The two values place the star at a point on a sphere centered at Earth, which is just what we need. (Clear explanations are given on the Right ascension and Declination Wikipedia pages.)

Now for the distance estimates. In their research paper Estimating distances from parallaxes. III. Distances of two million stars in the Gaia DR1 catalogue, Astraatmadija and Bailer-Jones write the following.

"We validate our distance estimates using more precise distances for Cepheid stars in TGAS taken from Groenewegen (2013). We found that for distances closer than 2000pc, the Milky Way prior performs better than the exponentially decreasing space density prior. Beyond 2000pc, the Milky Way prior performs worse for this sample (which are intrinsically bright and distant stars) because it assumes that stars are more likely to be closer in the disc than further away. Our exponentially decreasing space density prior has a longer scale length and thus performs better on this sample when faced with the same poor measurements. But overall the Milky Way prior performs better."

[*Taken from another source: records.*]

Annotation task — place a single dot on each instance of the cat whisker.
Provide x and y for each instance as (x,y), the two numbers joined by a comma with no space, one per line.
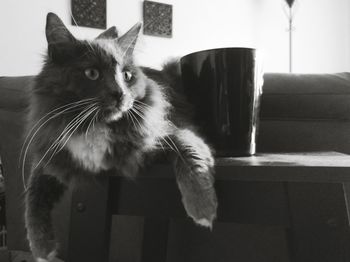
(38,129)
(87,130)
(61,144)
(71,125)
(70,106)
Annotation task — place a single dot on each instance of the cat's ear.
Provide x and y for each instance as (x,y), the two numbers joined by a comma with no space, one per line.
(56,31)
(110,33)
(128,41)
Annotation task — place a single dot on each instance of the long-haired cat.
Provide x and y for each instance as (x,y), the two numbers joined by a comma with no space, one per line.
(92,109)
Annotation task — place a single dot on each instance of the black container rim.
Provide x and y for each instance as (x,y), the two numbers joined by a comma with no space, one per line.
(218,48)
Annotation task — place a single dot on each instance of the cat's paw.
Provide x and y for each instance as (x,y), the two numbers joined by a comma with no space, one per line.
(49,258)
(199,197)
(44,251)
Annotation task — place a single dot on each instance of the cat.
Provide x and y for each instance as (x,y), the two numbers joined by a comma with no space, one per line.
(91,110)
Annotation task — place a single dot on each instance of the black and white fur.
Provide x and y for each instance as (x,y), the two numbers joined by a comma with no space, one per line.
(92,109)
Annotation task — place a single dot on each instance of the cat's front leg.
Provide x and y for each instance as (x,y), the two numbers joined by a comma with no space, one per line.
(42,193)
(194,167)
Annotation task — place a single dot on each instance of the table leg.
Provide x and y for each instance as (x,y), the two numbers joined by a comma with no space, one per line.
(90,222)
(155,240)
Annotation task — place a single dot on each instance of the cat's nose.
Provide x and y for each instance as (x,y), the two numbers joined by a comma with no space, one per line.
(118,96)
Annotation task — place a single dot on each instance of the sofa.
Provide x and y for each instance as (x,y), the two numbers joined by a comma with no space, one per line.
(299,113)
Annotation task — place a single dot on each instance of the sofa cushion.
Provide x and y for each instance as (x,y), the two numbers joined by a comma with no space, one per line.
(12,92)
(306,97)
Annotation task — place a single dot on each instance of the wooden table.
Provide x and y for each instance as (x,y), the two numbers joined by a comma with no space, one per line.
(307,194)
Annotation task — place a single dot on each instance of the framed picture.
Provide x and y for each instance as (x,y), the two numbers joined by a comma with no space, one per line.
(89,13)
(157,19)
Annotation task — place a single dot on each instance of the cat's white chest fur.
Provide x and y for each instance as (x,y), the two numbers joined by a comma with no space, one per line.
(90,149)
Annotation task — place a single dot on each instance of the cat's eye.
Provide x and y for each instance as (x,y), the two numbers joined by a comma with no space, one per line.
(127,75)
(92,73)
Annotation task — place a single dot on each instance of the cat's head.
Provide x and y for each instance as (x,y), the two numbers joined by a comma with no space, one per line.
(99,73)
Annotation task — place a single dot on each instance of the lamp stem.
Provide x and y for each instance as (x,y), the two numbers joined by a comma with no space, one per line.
(290,40)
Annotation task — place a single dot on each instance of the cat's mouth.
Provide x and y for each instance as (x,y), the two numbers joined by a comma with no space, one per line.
(119,112)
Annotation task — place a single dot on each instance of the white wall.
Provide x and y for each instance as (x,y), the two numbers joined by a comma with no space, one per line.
(321,38)
(197,24)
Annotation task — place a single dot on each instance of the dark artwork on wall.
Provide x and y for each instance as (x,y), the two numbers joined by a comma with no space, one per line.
(157,19)
(89,13)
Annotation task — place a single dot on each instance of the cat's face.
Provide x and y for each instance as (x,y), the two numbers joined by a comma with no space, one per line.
(100,71)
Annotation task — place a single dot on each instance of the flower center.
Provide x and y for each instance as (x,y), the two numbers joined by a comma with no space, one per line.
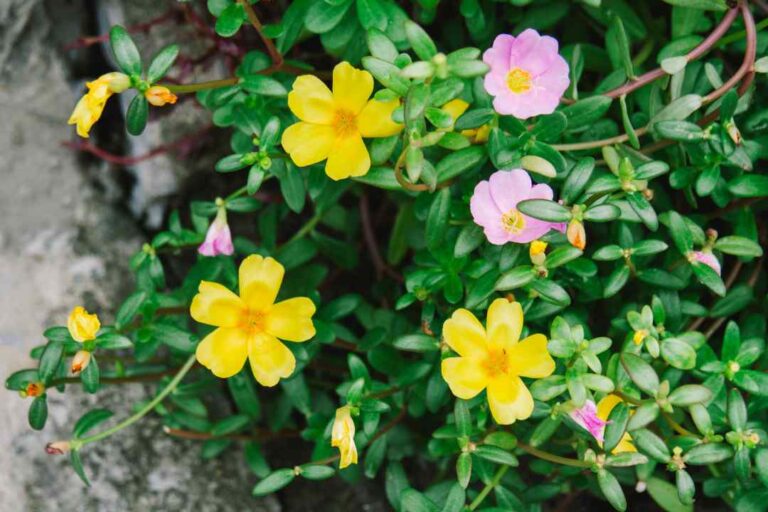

We therefore selected the estimates obtained with the Milky Way prior. We grabbed these from the Astraatmadija and Bailer-Jones site, downloading the raw data file tgas_dist_all_v01.csv.gz. Their README directs us to the 21st field (bytes 302-315), labeled "r50[pc]" with the description "50th percentile (i.e. the median) of the posterior, using Milky Way Prior". This is the value we used to place each star in 3-dimensional Euclidean space.

We don't make any claims about the data set, other than it gives an exciting large-scale challenge for the traveling salesman problem.